I can think of so many areas of helping others. This may not be the type of GAL that you had in mind, but it might make you feel better helping others, and if it gets your mind off your own problems for a while, then that's worth it.

You could start by deciding what age group you prefer.

If you love working with kids, then there is everything from coaching sports (individual one on one help throwing a ball, or working with a team), to tutoring a child in reading. (So many kids can't read. Their teachers do not have enough class time for each student to read out loud.) The list is endless!

Maybe you feel good when you give your time to elderly people. There are so many who need small repairs made around their homes; running errand; taking them to dr. appt., etc. Some caregivers would like to have a couple of hours away if they had somebody to come sit with their elderly (perhaps sick) parent.

One area that is needed are people who are qualified to babysit a child that is mentally/physically challenged. Parents would love to have a couple of hours just to go out and eat dinner together or be with friends, but it's hard for them to find anyone to sit with their child who has special needs.

If you like animals, offer to pet sit or walk the dog walk.

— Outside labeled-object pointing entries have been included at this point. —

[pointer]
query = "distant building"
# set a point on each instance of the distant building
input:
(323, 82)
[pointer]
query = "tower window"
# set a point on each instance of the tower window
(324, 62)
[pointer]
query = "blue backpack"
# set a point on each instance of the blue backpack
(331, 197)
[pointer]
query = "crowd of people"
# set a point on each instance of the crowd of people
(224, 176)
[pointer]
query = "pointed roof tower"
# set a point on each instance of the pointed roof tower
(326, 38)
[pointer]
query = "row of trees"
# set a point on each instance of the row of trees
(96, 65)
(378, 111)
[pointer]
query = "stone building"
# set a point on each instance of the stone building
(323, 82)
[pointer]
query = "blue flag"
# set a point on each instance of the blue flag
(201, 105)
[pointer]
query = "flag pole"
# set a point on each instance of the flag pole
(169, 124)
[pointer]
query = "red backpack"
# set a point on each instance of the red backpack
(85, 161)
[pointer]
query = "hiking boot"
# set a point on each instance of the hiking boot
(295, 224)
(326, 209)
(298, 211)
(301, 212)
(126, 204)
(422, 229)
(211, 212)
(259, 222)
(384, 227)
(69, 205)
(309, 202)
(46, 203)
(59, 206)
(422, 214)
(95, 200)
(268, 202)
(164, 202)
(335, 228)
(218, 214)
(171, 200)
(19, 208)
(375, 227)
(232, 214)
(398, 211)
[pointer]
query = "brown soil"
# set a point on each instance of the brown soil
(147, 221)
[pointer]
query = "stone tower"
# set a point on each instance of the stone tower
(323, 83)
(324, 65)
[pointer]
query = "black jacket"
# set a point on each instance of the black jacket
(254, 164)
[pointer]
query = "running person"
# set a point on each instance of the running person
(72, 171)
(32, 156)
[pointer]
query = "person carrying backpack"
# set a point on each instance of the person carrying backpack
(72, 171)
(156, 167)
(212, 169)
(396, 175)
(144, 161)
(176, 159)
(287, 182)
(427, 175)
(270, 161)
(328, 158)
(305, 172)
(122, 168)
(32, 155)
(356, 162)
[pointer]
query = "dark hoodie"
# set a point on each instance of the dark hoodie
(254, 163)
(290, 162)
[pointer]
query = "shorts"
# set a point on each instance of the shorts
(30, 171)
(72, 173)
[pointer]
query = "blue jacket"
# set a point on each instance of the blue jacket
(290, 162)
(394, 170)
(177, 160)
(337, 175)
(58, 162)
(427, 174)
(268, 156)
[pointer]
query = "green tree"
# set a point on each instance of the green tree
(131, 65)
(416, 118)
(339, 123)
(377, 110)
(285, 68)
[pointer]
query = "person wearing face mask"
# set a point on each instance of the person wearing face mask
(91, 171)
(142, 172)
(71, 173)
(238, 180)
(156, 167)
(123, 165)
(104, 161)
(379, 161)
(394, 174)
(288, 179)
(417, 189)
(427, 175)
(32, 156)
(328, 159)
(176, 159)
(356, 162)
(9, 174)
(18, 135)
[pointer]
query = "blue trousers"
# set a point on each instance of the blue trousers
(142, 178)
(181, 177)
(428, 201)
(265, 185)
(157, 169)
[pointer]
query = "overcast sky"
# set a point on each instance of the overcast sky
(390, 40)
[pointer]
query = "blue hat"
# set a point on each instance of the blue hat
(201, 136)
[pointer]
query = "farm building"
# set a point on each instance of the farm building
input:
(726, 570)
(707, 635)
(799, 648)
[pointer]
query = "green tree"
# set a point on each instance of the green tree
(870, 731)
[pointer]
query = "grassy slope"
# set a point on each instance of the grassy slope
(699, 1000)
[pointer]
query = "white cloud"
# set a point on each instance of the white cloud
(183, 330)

There are thousands of things to do in the area of "giving yourself". However, you may just need to be around friends and enjoy having good times. Be in places where music is playing and people are laughing and happy. That's the kind of medicine our souls need. You may seek out quiet places where you are close to nature.

Some folks need activity and others seek solitude, but whatever makes you feel energized and have a greater capacity for life....that is what you need to do. Take care of you!


It is not about what you feel should work in your M. It is about doing the work that gets the right results. Do what works!